Power of purrr

Iterating Over Lists Like a Pro

Author

Raju Rimal

Published

December 10, 2024

Modified

March 19, 2025

In R, iterating over lists or complex data structures can sometimes become tedious, especially if you have to use loops or apply functions repeatedly. This is where the purrr package shines. purrr is part of the tidyverse, and it provides a set of powerful functions designed to make iterating over lists and other data structures not only more efficient but also more readable. In this guide, we’ll explore how to use purrr’s map functions to handle list operations efficiently and how you can use them to parse JSON files or handle nested structures.


1. Using map Functions for Efficient List Operations

The map functions from purrr allow you to apply a function to each element of a list (or vector), similar to how lapply() works, but with added advantages like better handling of different types of outputs and more readable syntax.

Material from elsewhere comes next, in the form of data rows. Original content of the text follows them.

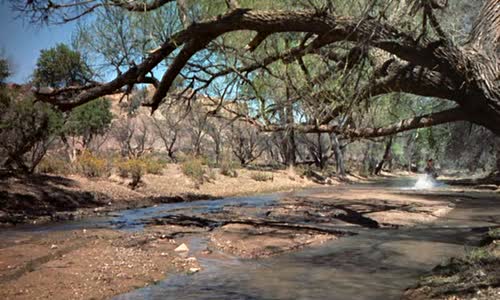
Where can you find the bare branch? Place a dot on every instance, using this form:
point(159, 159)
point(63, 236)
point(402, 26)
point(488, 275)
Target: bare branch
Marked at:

The map() Family of Functions

The basic map() function applies a function to each element of a list. It returns a list of the same length as the input.

  • Example:
library(purrr)

# Create a list of numbers
num_list <- list(1, 2, 3, 4, 5)

# Use map() to square each number
squared_numbers <- map(num_list, function(x) x^2)
print(squared_numbers)
[[1]]
[1] 1

[[2]]
[1] 4

[[3]]
[1] 9

[[4]]
[1] 16

[[5]]
[1] 25

This will output a list of squared numbers.

Variations of map()

  • map_lgl(): Returns a logical vector.
  • map_int(): Returns an integer vector.
  • map_dbl(): Returns a numeric vector.
  • map_chr(): Returns a character vector.

These functions are useful when you know the type of output you expect from applying a function, and they allow you to work more efficiently with the results.

  • Example with map_dbl():
# Create a list of numbers
num_list <- list(1.1, 2.2, 3.3, 4.4)

# Use map_dbl() to round each number
rounded_numbers <- map_dbl(num_list, round)
print(rounded_numbers)
[1] 1 2 3 4

This will output a numeric vector of rounded values.

Using map() with Named Lists

When working with named lists (e.g., lists containing data frames or more complex elements), map() retains the names of the list elements.

  • Example:
# Create a named list
named_list <- list(Alice = 25, Bob = 30, Charlie = 35)

# Use map() to add 5 to each person's age
updated_ages <- map(named_list, ~ .x + 5)
print(updated_ages)
$Alice
[1] 30

$Bob
[1] 35

$Charlie
[1] 40

The output will retain the names of the list elements, making the results more intuitive and easier to work with.


2. Parsing JSON Files with Nested Structures

JSON (JavaScript Object Notation) is a common format for representing nested data, often used in web APIs or data exchange between systems. Parsing and working with JSON data in R can be tricky due to the nested nature of the data. However, purrr makes this much easier by allowing you to efficiently iterate through nested structures and extract relevant information.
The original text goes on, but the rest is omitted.